Goûter avec Destete (Sevrage)
Entretien avec Inés Gowland, réalisatrice de Destete (Sevrage)
À quoi le titre fait-il référence ?
Destete (sevrage en français) est le mot désignant le changement d’alimentation d’un bébé mammifère qui, privé du lait maternel, passe à son alimentation d’adulte. Chez les humains, ce processus s’opère de manière progressive, mais pour le bétail, il s’agit d’une séparation brutale. Un jour, la vache et son veau sont séparés. Ils s’appellent alors l’un l’autre des jours durant, en poussant des meuglements que l’on peut entendre à des kilomètres à la ronde. Destete fait référence à cette séparation brutale qui a lieu subitement, sans précautions.
Pouvez-vous nous parler du lieu du tournage ? Cette ferme se trouve-t-elle dans un endroit que vous avez bien connu ?
Nous avons tourné près d’Ayacucho, une petite ville de la province de Buenos Aires, où j’ai eu la chance de passer la plupart de mes vacances. Le fait de bien connaître la région et ses habitants m’a donné une certaine liberté pour trouver l’endroit idéal pour l’histoire. La demeure que nous avons finalement choisie est une ferme que j’avais visitée lorsque j’étais petite et pour laquelle j’avais gardé une grande affection. Ce fut donc un vrai privilège de tourner à cet endroit.
Quel est le rôle d’Ernesto dans la ferme ? La situation de Teresa est-elle assez banale ?
Ernesto est responsable de la ferme au quotidien. Il s’occupe des terres et travaille avec le propriétaire pour que toutes les tâches soient effectuées, comme le déplacement du bétail d’un endroit à un autre, la surveillance des cultures, etc. Son rôle et sa relation avec la terre peuvent l’amener à être considéré comme un des leurs par certains membres de la famille, ce qui peut parfois le conduire à se prendre pour le maître des lieux. Lorsque le propriétaire change, ce confort et ce statu quo sont menacés. Ce qui est banal dans la situation de Teresa, c’est sa façon de prendre les choses en main, avec un certain mépris pour la tradition et un manque de considération envers les personnes de classe sociale différente.
Comment s’est passé le tournage avec les chevaux ?
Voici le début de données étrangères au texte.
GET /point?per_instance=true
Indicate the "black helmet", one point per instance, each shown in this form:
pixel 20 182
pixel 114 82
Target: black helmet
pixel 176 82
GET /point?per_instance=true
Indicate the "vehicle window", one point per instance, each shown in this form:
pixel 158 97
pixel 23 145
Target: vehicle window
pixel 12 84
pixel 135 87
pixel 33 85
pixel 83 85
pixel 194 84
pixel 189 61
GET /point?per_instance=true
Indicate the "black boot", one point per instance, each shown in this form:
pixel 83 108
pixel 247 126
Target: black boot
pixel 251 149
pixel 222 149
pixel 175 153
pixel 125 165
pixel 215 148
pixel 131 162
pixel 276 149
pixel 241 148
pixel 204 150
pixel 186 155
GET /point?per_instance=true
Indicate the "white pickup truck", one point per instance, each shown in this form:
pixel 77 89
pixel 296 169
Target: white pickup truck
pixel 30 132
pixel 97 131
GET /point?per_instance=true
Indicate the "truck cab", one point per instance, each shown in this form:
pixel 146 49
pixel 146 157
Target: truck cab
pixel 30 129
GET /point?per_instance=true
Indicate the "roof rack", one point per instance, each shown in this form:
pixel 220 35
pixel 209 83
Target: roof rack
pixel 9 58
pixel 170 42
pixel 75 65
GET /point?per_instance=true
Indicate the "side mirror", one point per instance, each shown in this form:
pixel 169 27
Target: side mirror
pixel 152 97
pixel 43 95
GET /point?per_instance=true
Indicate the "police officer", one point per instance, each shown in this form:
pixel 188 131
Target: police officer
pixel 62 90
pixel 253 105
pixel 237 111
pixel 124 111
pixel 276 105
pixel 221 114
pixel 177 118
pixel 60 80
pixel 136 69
Nous avons vraiment eu de la chance avec tous les animaux. Comme ils faisaient partie de la ferme, rien n’était inhabituel pour eux. Les chevaux étaient particulièrement faciles à diriger car ils étaient très dociles, et il nous a fallu les monter seulement pour quelques prises. Nous avons aussi eu de la chance avec les vaches : le contrôle de leur gestation devait justement être effectué cette semaine-là. Nous avons alors planifié la scène importante avec les vaches en fonction de ce contrôle, puisque nous savions que les vrais fermiers et le vétérinaire seraient là. L’équipe n’a donc pas eu à gérer cela. Je dois quand même dire qu’à la fin de la journée, après avoir tourné au milieu de 400 vaches, nous avions oublié ce qu’était le silence.
Quels sont vos projets à venir ?
Je suis actuellement en train de travailler sur mon premier long métrage, qui se déroulera également en Argentine. J’espère aussi tourner un autre court métrage à New York à la fin de l’année. Ce sera une comédie basée sur une histoire de la bible que ma mère déteste.
Diriez-vous que le format court vous a donné une certaine liberté ?
Le format court m’a vraiment donné l’espace pour m’exercer. Il permet d’explorer ce que l’on veut faire sans le risque existant dans un projet plus long. Je m’intéresse à la comédie, et les courts métrages m’ont donné la possibilité de me tester, de chercher le ton qui me correspond le mieux, d’atteindre les limites du genre, dans les différents sens du terme, et, je l’espère, de trouver un équilibre. Je crois que cette exploration se retrouve dans mon travail : après quelques courts métrages sur des comédies plus générales, j’ai voulu travailler sur quelque chose de plus calme, avec plus de sous-titres, ce qui a donné Sevrage.
Destete (Sevrage) a été sélectionné en compétition internationale (I4).